The Bayesian Brain: Prediction All the Way Down
The Bayesian Brain: Prediction All the Way Down
Series: The Free Energy Principle | Part: 6 of 11
Your brain is not a camera recording reality. It's a prediction engine generating reality.
Right now, most of what you're seeing isn't coming from your eyes—it's coming from your visual cortex's best guess about what's out there. The actual sensory data contributes maybe 10% of the neural activity in visual areas. The other 90% is prediction, cascading down from higher regions.
You think you see the world. What you actually see is your brain's model of the world, continuously tested against sparse sensory evidence and updated only when prediction fails.
This is the Bayesian brain hypothesis—the idea that neural processing is fundamentally about probabilistic inference, with the brain constantly predicting incoming data and updating beliefs when predictions err. It's the neuroscientific flesh on the FEP skeleton.
And the evidence for it is everywhere.
Perception as Controlled Hallucination
Anil Seth calls perception "controlled hallucination"—the brain hallucinates reality, constrained by sensory input.
Without sensory input (like in sensory deprivation or certain psychedelic states), the hallucination runs unchecked. You perceive things that aren't there because there's no bottom-up data to contradict top-down predictions.
With normal sensory input, the hallucination is tightly controlled. Your predictions match incoming data closely, so the percept feels veridical. But it's still constructed—a hypothesis about hidden causes, rendered convincing by minimal prediction error.
Evidence:
Binocular rivalry: Present different images to each eye. Your brain doesn't blend them or see both—it alternates, because only one interpretation can minimize free energy at a time.

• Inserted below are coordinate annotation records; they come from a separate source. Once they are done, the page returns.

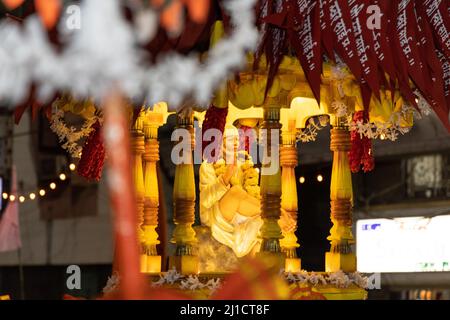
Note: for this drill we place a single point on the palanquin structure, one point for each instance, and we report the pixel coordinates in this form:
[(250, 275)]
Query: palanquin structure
[(312, 61)]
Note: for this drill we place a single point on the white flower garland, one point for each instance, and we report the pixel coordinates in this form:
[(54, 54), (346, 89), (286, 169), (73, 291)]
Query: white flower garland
[(188, 283), (338, 279), (102, 56), (69, 137)]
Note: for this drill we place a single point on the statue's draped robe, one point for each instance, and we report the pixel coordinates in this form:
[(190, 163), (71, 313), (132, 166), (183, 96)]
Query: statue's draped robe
[(240, 234)]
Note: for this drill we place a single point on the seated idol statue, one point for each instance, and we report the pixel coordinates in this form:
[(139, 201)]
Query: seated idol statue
[(230, 199)]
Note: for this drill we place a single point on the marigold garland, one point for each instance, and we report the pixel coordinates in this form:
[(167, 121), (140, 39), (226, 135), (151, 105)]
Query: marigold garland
[(361, 153), (215, 118)]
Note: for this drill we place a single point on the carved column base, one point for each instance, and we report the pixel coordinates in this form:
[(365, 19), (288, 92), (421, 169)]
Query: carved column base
[(272, 259), (184, 261), (289, 247), (150, 260), (340, 261)]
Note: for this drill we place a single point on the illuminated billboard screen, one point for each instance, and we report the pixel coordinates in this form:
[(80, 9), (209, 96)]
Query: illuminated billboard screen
[(403, 244)]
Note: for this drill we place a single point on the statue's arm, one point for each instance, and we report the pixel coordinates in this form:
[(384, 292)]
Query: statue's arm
[(212, 188)]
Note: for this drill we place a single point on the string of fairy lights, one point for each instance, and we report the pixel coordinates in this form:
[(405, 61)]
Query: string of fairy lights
[(42, 192)]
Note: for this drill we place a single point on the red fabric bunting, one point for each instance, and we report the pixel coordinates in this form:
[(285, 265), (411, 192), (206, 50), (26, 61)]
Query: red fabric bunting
[(93, 156), (361, 153), (215, 118), (364, 47), (344, 40), (304, 36)]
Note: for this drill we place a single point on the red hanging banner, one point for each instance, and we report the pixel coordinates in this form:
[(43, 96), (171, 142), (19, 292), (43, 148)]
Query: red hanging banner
[(305, 38), (437, 14), (364, 44), (325, 28)]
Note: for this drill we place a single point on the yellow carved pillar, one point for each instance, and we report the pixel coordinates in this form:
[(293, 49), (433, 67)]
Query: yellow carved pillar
[(341, 256), (289, 199), (138, 149), (185, 260), (150, 260), (271, 186)]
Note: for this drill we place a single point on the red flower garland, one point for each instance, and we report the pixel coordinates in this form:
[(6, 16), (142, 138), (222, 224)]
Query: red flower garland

Perceptual filling-in: Your retina has a blind spot where the optic nerve exits. You don't see a hole. Your brain predicts what "should" be there based on surrounding context and fills it in seamlessly.
Change blindness: Huge changes in visual scenes go unnoticed if they don't violate expectations. You're not actually seeing everything—you're checking that the visual field matches predictions.

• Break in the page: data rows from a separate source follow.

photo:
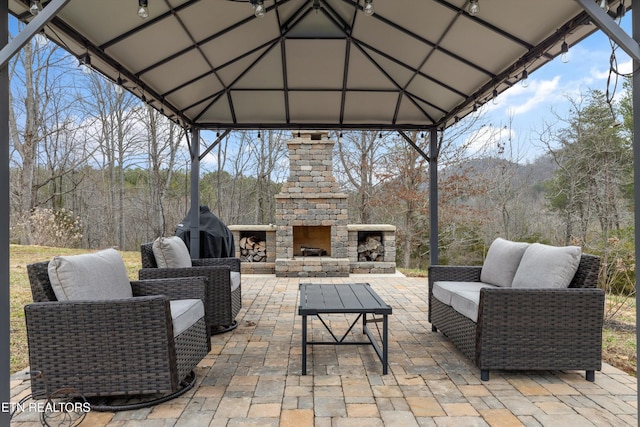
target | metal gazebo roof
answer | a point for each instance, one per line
(312, 64)
(316, 63)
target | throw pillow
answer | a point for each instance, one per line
(97, 276)
(171, 252)
(502, 262)
(544, 266)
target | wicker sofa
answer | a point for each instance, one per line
(522, 328)
(224, 297)
(145, 346)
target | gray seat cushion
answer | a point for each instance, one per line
(502, 262)
(235, 280)
(171, 252)
(545, 266)
(184, 313)
(444, 291)
(96, 276)
(466, 303)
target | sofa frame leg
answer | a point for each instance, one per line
(591, 376)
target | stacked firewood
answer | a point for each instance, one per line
(371, 249)
(253, 250)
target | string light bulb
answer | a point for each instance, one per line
(564, 53)
(474, 7)
(85, 63)
(36, 7)
(604, 5)
(368, 7)
(524, 80)
(258, 8)
(143, 9)
(119, 89)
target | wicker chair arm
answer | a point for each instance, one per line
(232, 263)
(119, 338)
(539, 324)
(218, 276)
(453, 273)
(173, 288)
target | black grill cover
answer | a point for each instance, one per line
(216, 240)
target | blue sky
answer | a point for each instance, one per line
(530, 108)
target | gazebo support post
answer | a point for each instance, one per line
(635, 19)
(5, 353)
(433, 196)
(632, 48)
(194, 231)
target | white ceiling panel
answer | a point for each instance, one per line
(413, 64)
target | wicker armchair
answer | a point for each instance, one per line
(116, 348)
(223, 302)
(526, 329)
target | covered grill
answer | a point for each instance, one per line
(216, 240)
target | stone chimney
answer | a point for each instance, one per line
(311, 212)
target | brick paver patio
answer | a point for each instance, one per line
(252, 376)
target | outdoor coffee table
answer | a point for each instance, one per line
(353, 298)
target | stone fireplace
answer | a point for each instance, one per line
(311, 237)
(311, 212)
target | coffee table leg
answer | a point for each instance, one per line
(385, 350)
(304, 345)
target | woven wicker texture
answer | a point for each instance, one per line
(221, 305)
(110, 348)
(527, 329)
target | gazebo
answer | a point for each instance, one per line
(392, 65)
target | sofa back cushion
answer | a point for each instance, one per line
(502, 262)
(545, 266)
(97, 276)
(171, 252)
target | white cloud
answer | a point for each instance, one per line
(488, 140)
(538, 93)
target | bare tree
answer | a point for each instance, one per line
(117, 138)
(40, 126)
(164, 138)
(360, 155)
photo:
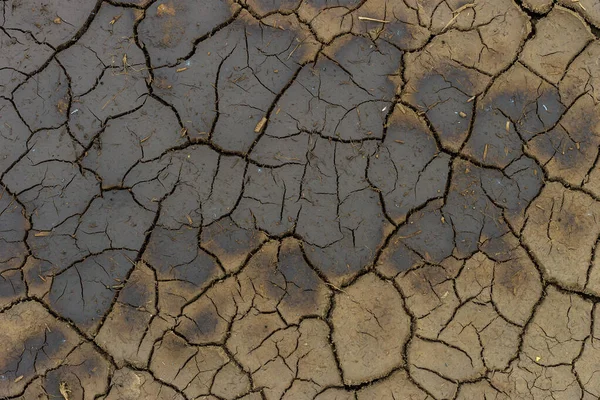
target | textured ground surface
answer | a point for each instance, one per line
(299, 199)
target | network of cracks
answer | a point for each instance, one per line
(299, 199)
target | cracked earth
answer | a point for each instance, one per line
(299, 199)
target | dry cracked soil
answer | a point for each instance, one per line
(299, 199)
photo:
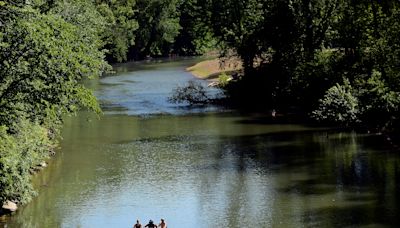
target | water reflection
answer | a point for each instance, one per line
(210, 169)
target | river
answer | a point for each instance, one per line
(206, 167)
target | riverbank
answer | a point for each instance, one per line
(211, 69)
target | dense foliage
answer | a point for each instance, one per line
(298, 53)
(44, 56)
(337, 60)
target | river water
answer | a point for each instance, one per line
(205, 167)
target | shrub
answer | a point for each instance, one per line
(338, 105)
(19, 152)
(192, 93)
(223, 80)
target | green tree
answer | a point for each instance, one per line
(158, 27)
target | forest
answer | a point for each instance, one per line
(335, 61)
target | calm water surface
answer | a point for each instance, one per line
(148, 159)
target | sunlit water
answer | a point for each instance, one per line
(206, 168)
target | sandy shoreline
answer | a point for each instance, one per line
(211, 69)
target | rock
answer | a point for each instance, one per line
(9, 206)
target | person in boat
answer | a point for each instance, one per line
(162, 224)
(137, 225)
(151, 224)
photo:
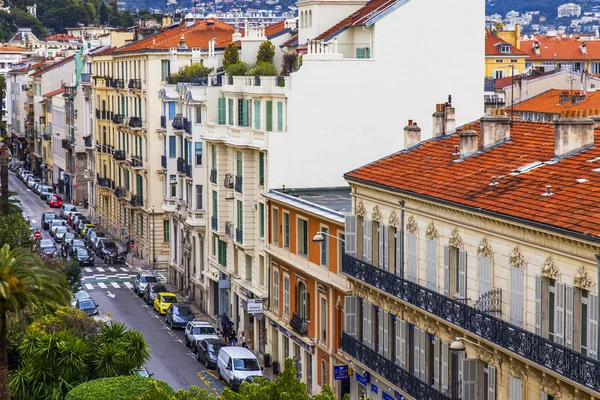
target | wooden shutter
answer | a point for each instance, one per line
(538, 305)
(569, 327)
(431, 264)
(469, 383)
(485, 275)
(350, 233)
(412, 257)
(491, 389)
(350, 315)
(462, 274)
(447, 271)
(559, 314)
(593, 326)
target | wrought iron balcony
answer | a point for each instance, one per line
(389, 370)
(299, 324)
(566, 362)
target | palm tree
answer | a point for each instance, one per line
(24, 284)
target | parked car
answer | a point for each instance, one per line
(178, 315)
(163, 301)
(151, 290)
(208, 351)
(47, 218)
(196, 331)
(83, 256)
(236, 364)
(142, 279)
(55, 201)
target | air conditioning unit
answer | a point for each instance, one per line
(229, 181)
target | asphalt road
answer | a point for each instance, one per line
(110, 287)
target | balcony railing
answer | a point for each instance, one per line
(566, 362)
(298, 323)
(389, 370)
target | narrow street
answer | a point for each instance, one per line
(111, 287)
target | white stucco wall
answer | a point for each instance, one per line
(345, 113)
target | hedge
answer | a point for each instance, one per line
(118, 388)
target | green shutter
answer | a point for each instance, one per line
(269, 115)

The dress: The famous photo that looked gold-white to some, blue-black to others. Not ambiguous input—ambiguous priors. Different assumptions about lighting conditions led to different inferred colors. Both were "correct" given their models.
All of these make sense if perception is inference under a generative model. They're puzzling if perception is passive reception.

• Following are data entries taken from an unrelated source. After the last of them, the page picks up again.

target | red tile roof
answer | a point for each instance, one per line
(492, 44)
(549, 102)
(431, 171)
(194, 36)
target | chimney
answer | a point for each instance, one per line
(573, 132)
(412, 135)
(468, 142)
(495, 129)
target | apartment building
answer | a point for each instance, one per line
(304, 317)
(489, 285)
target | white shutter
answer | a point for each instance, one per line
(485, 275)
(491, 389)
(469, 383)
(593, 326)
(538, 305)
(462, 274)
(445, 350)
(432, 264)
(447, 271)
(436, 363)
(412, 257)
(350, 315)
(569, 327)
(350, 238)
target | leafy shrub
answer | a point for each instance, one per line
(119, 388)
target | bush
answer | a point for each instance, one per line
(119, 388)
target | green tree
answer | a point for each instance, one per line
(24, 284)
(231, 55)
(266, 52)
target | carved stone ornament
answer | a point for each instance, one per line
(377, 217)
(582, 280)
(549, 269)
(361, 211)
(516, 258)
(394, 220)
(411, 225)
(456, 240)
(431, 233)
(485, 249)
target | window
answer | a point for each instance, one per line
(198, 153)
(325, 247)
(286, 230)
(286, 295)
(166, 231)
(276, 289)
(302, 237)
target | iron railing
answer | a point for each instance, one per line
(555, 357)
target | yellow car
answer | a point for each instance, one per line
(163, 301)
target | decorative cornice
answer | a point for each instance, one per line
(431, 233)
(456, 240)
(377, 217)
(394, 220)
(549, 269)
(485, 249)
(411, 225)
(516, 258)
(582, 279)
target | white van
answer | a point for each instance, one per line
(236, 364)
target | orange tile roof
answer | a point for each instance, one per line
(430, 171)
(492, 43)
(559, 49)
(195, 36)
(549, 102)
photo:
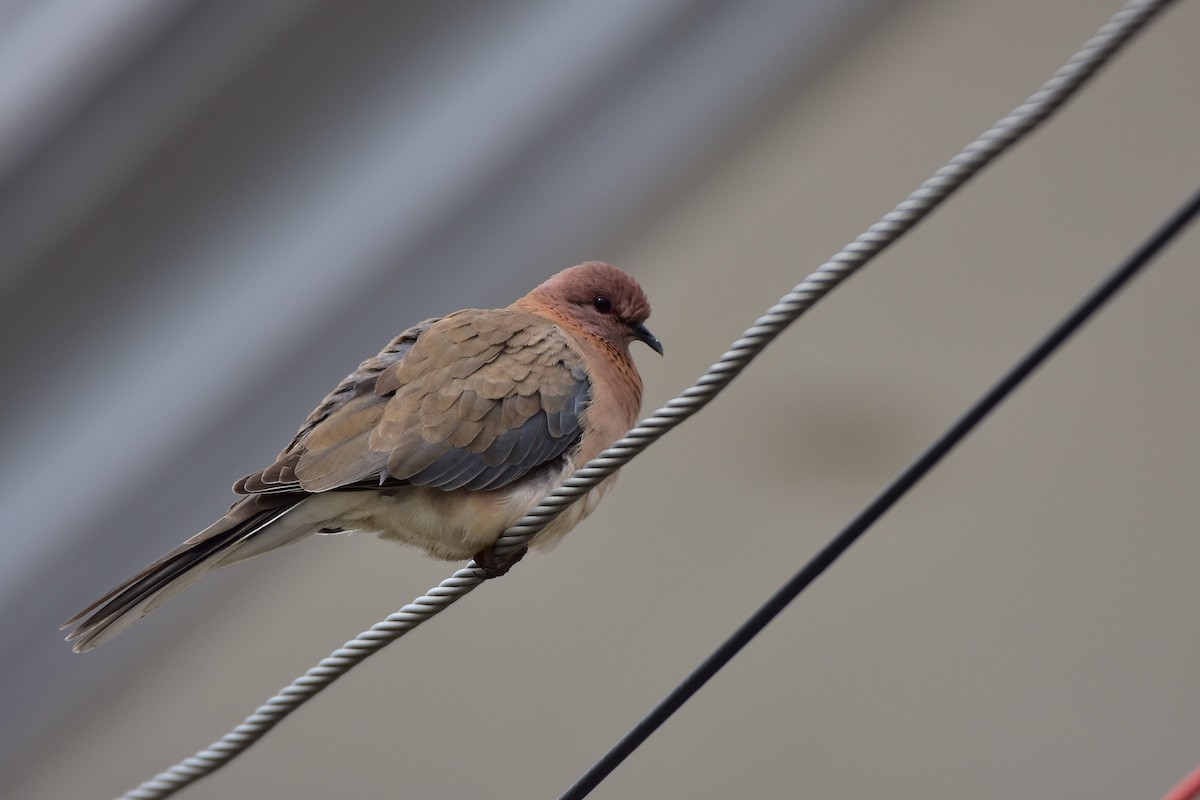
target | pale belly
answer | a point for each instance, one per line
(451, 525)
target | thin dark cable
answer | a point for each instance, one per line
(877, 507)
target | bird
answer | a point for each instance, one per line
(443, 440)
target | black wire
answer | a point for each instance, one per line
(903, 482)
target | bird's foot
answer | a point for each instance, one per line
(495, 566)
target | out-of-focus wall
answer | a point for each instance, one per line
(301, 181)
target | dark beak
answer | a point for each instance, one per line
(642, 332)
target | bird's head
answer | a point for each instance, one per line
(601, 300)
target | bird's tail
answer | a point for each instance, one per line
(253, 525)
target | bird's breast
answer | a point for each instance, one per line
(456, 524)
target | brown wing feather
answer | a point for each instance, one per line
(473, 400)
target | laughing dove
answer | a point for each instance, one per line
(443, 440)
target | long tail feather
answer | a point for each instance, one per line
(216, 546)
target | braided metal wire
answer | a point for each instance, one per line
(1081, 66)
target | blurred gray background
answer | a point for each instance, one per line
(211, 211)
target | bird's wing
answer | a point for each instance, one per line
(473, 401)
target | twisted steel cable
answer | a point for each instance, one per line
(931, 193)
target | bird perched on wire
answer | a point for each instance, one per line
(447, 438)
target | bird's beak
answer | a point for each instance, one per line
(642, 332)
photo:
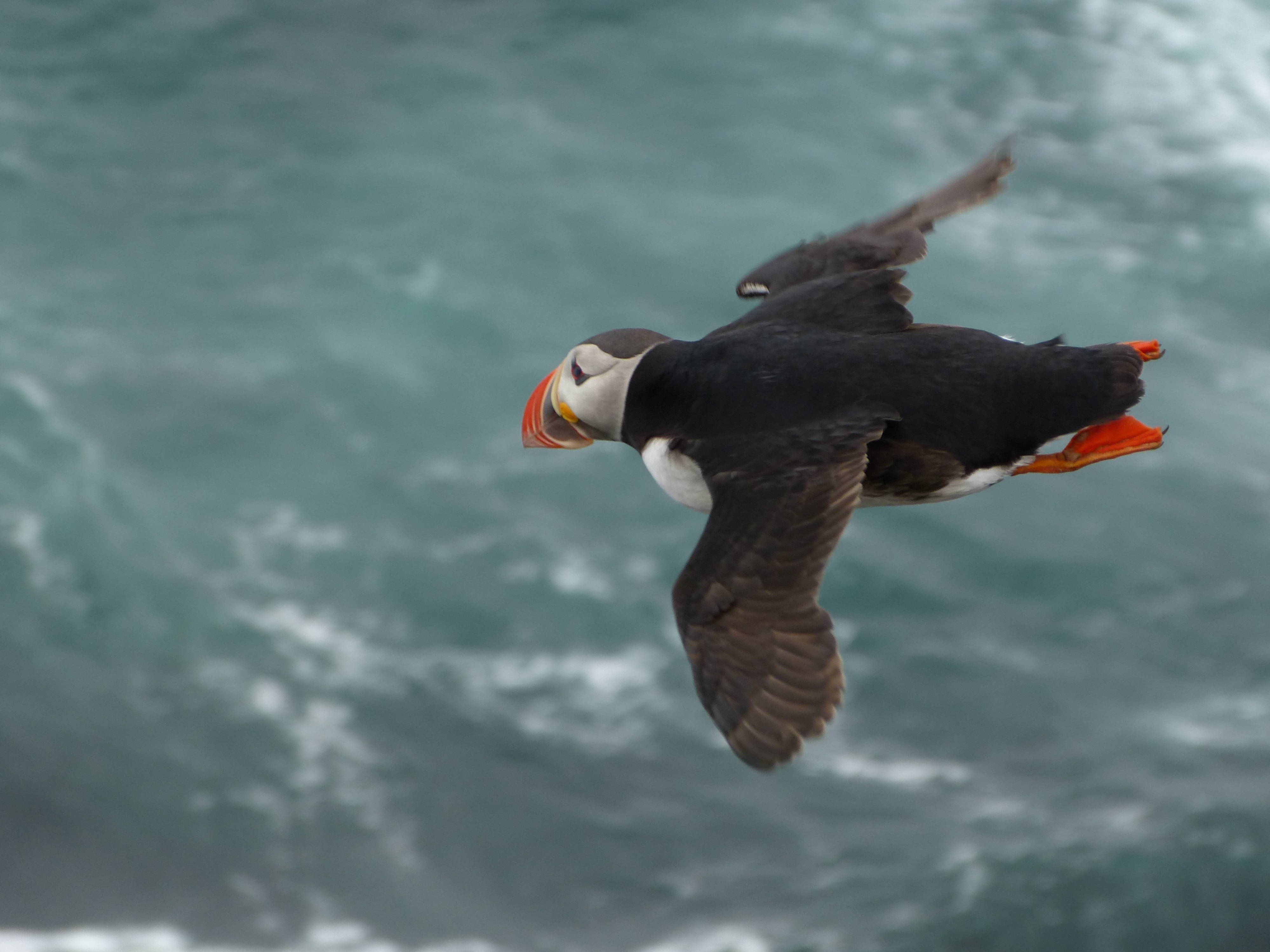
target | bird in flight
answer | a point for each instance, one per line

Hierarchical Predictive Coding
The brain's architecture reflects its function: hierarchical predictive coding.
Lower levels (sensory cortex): Represent specific features—edges, orientations, colors, pitches.
Higher levels (associative cortex): Represent abstract causes—objects, categories, scenes, meanings.
Information flows bidirectionally:
Top-down (predictions): Higher levels predict what lower levels should be signaling.
Bottom-up (errors): Lower levels send only the mismatch between prediction and actual input.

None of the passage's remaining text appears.